Coca-Cola yesterday cut its long-term growth targets and warned of continued weakness next year in key markets, including North America and Germany.
Mr Neville Isdell, Coca-Cola's chairman and chief executive, pledged an additional $350 million-$400 million (€271 million - €310 million) of annual investment in marketing and innovation starting next year to reverse decline in the world's biggest beverage company.
Mr Isdell, a Coca-Cola veteran, was brought out of retirement last May to revive the company after months of management upheaval and sluggish sales in North America and western Europe.
But, addressing a meeting of investors and analysts in New York, he said it would be 18 months to two years before "people can say that the Coca-Cola company has turned around".
Mr Isdell did not provide a precise forecast for next year but told the meeting: "2005 is not going to deliver the returns that will be satisfactory to me as a shareholder."
The long-term target for annual volume growth was lowered to 3 to 4 per cent from 5 to 6 per cent.
Earnings per share growth would be in the "high single-digits", compared to the old target of 11 to 12 per cent.
Coca-Cola has seen sales of its core Coke product eroded by intense competition from rival Pepsi and a shift by calorie-conscious consumers away from sugary carbonated drinks.
Pepsi has also outperformed Coca-Cola in faster-growing parts of the non-alcoholic beverage market, such as bottled water and fruit juices.
However, Mr Isdell said he was convinced Coca-Cola could "become great again" and promised to restore the enthusiasm that had been sucked from the Atlanta-based company by recent job cuts and restructuring.
"We're not talking about radical changes in strategy.
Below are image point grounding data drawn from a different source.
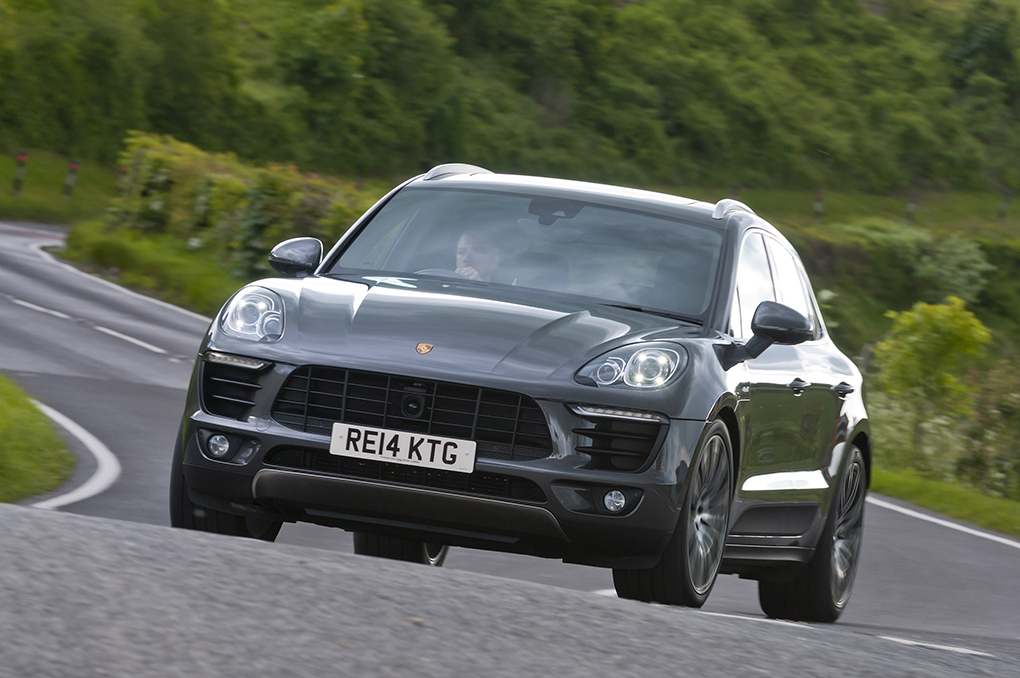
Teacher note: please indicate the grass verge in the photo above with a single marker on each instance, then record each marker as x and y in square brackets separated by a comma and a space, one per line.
[34, 459]
[949, 499]
[157, 264]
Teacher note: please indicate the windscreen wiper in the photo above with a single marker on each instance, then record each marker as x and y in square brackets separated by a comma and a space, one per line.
[654, 311]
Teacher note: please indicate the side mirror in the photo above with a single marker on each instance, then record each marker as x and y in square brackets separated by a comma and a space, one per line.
[772, 323]
[780, 323]
[297, 257]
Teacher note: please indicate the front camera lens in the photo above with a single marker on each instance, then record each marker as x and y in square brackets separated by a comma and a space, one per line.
[412, 407]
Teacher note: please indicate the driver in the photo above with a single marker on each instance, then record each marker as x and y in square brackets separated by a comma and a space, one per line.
[479, 253]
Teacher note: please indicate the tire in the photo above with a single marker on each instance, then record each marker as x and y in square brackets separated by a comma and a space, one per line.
[822, 588]
[396, 549]
[690, 564]
[189, 516]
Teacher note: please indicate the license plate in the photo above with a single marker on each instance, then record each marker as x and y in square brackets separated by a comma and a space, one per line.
[402, 448]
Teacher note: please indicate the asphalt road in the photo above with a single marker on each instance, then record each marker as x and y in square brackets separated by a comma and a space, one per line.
[118, 365]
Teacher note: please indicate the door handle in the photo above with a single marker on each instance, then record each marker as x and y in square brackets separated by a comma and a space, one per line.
[798, 385]
[843, 389]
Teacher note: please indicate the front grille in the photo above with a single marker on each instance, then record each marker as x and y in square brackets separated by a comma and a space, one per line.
[228, 390]
[619, 445]
[482, 484]
[505, 425]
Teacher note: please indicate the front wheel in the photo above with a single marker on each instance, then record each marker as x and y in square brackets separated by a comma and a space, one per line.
[366, 543]
[821, 591]
[691, 562]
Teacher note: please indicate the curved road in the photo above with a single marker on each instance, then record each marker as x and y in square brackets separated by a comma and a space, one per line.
[117, 364]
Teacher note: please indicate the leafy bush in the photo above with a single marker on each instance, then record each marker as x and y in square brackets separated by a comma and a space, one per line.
[217, 205]
[829, 93]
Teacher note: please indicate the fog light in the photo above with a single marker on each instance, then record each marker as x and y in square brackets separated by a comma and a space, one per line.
[218, 447]
[614, 501]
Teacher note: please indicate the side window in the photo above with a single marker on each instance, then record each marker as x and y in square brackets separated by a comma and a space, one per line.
[734, 315]
[789, 283]
[754, 280]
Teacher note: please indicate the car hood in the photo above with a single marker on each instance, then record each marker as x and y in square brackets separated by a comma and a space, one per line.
[471, 327]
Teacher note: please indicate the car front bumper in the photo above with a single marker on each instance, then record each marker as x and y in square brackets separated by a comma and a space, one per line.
[569, 523]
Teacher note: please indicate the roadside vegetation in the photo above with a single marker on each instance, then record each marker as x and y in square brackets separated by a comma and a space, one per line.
[880, 137]
[877, 96]
[42, 195]
[950, 499]
[34, 459]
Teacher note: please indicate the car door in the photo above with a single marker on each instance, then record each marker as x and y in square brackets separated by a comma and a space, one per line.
[819, 402]
[770, 409]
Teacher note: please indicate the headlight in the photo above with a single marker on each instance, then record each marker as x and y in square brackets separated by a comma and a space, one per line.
[641, 366]
[255, 314]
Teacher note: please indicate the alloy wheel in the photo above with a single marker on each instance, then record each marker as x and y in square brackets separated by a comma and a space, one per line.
[709, 515]
[849, 530]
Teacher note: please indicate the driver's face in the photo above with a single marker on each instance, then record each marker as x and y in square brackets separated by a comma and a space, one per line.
[481, 260]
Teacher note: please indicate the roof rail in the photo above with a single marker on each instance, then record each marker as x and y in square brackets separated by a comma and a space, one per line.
[454, 168]
[728, 205]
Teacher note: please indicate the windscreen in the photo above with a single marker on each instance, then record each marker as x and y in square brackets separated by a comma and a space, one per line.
[555, 245]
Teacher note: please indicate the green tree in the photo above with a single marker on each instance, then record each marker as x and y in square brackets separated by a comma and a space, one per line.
[923, 357]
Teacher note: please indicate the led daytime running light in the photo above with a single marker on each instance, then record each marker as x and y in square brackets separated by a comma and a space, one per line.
[247, 363]
[592, 411]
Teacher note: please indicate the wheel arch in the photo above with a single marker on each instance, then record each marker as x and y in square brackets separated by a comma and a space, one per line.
[862, 439]
[724, 410]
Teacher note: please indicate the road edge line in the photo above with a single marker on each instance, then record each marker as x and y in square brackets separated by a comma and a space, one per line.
[108, 467]
[38, 249]
[944, 523]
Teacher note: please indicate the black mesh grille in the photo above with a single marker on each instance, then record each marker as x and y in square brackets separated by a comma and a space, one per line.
[621, 445]
[228, 390]
[483, 484]
[505, 425]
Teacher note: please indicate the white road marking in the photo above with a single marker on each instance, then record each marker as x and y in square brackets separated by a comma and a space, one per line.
[113, 332]
[755, 619]
[611, 592]
[106, 474]
[951, 648]
[38, 248]
[40, 309]
[944, 523]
We're talking about a dramatic change in execution," he said. "We've got to restore that drive, that enthusiasm and put fuel back in the tank."
Mr Isdell said Coca-Cola would invest more aggressively in non-carbonated drinks but insisted Coke would remain the company's main focus.
"Unless we have a healthy Coca-Cola [brand] we will not have a healthy Coca-Cola company," he said.
Mr Isdell said most of the planned increase in investment would be spent on marketing, reflecting concern that the company's advertising had lost potency in recent years.